Histoire : le sac du Palais d’Été, une terrible humiliation
En octobre 1860, quelque 3.000 soldats britanniques, et autant de français, pillent et détruisent le Yuánmíng Yuán, Palais d’Été de l’empereur chinois.
«Il y avait, dans un coin du monde, une merveille du monde», écrit Victor Hugo en 1861. «Tout ce que peut enfanter l’imagination d’un peuple presque extra-humain était là.» Dans sa «Lettre au capitaine Butler», l’écrivain français décrit le somptueux Palais d’Été, où se mêlent marbre, jade, bronze, porcelaine, pierreries et draps de soie, et s’indigne de sa destruction par «deux bandits», dont «l’un s’appellera la France, et l’autre l’Angleterre». Vendredi à 13h dans «Quand l’Histoire fait dates», Arte revient sur ce tragique sac, épilogue de la seconde guerre de l’opium.
À l’origine de toute cette violence ? Une fleur ! En Inde, les Britanniques ont le monopole de la culture du pavot, dont ils extraient l’opium, une drogue aux vertus thérapeutiques.

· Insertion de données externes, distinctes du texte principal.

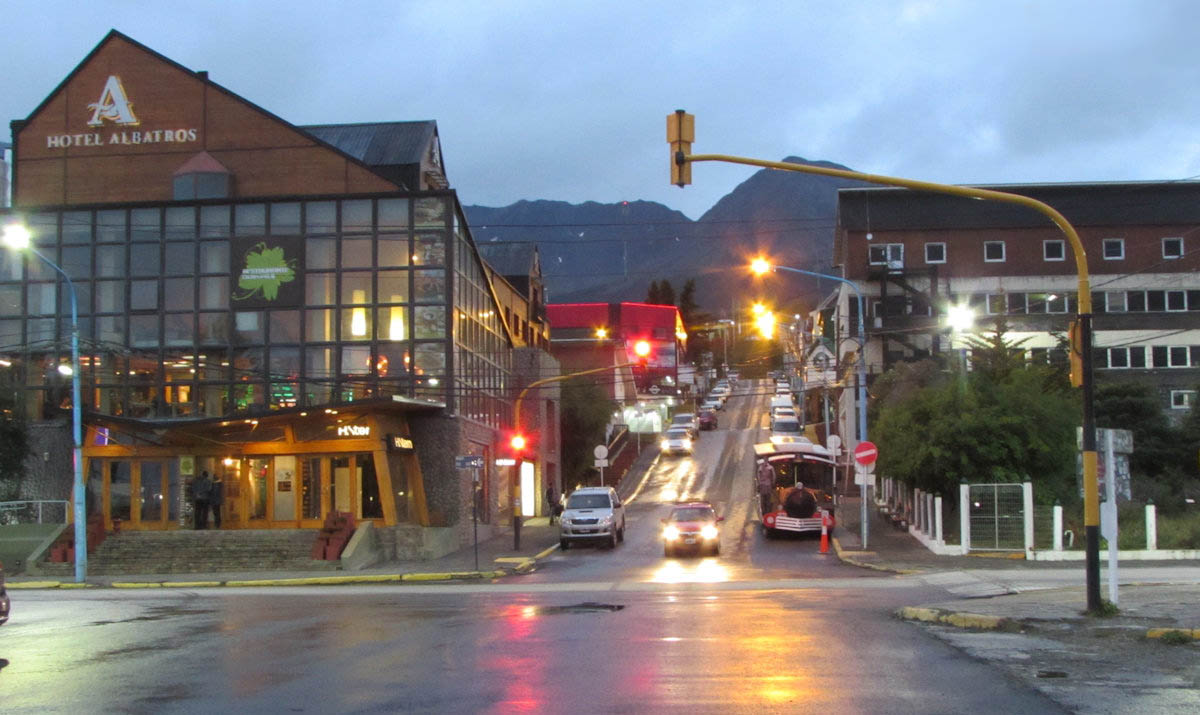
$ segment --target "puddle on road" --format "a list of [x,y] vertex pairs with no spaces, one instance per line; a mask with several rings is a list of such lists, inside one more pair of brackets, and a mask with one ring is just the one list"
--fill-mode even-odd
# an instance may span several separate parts
[[534,606],[532,610],[539,615],[553,616],[562,613],[616,613],[624,608],[623,604],[586,601],[571,606]]
[[148,613],[132,618],[121,618],[112,621],[92,621],[84,625],[88,626],[111,626],[117,623],[139,623],[144,621],[165,621],[168,618],[176,618],[178,616],[203,616],[209,613],[216,613],[213,608],[184,608],[180,606],[151,606],[146,609]]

Pour financer l’achat des produits chinois dont ils raffolent – soie, porcelaine et surtout le sacro-saint thé -, ils l’écoulent illégalement via le port de Canton. L’opium, que les empereurs Qing nomment «la boue des barbares», déferle sur la Chine et ses effets délétères sur l’économie et la société sont fulgurants.
Guerres de l’opium
En 1839, la confiscation de 20.000 caisses d’opium par les Chinois déclenche la première guerre de l’opium. Au bout de deux ans de combats, les Britanniques, vainqueurs, contraignent les Chinois à signer à Nankin un traité de paix inégal. En 1856, une sombre affaire de piraterie déclenche à nouveau les hostilités. Cette seconde guerre de l’opium a une dimension internationale. Prenant prétexte du meurtre d’un missionnaire français, Napoléon III s’accorde avec la reine Victoria pour envoyer un corps expéditionnaire. Et l’immense marché chinois suscitant la convoitise des grandes puissances, la coalition européenne est bientôt soutenue par les Russes et les Américains, qui veulent aussi leur part du gâteau !
Ne rencontrant que peu de résistance – la Chine, en proie à de violentes révoltes, traverse une profonde crise sociale et politique -, les troupes françaises et britanniques débarquent en septembre 1860 dans le golfe de Petchili et remontent vers Pékin, d’où a fui la cour impériale de Xianfeng. Une fois aux portes de la capitale, les premières laissent de côté la Cité interdite et poursuivent vers le Palais d’Été. S’étendant sur 350 hectares, ce magnifique complexe palatial abrite un lac, entouré de trois immenses jardins, parsemés de centaines de constructions (pavillons, temples, fontaines…).
Pillage et incendie
Un véritable pillage, ironiquement qualifié de «déménagement du Palais d’Été», débute : les soldats emportent vases, parures, peintures, manuscrits, sceptres, bijoux… et brisent ce qui ne peut être emporté. Le sac se poursuit avec l’arrivée des troupes anglaises qui, le 18 octobre, reçoivent l’ordre de Lord Elgin, ambassadeur de la couronne à Pékin, de tout brûler, en représailles de la mort de prisonniers européens. Les milliers de soldats s’y attellent méthodiquement, durant deux jours et deux nuits. À Londres et à Paris, alors que les foules se pressent pour acheter aux enchères ce qu’on appelle alors des chinoiseries, le sac du «Versailles chinois», cinglante humiliation pour la Chine, ne suscite que très peu d’indignation en Europe. «Nous, Européens, nous sommes les civilisés, et pour nous, les Chinois sont les barbares», écrit néanmoins Victor Hugo. «Voilà ce que la civilisation a fait à la barbarie.»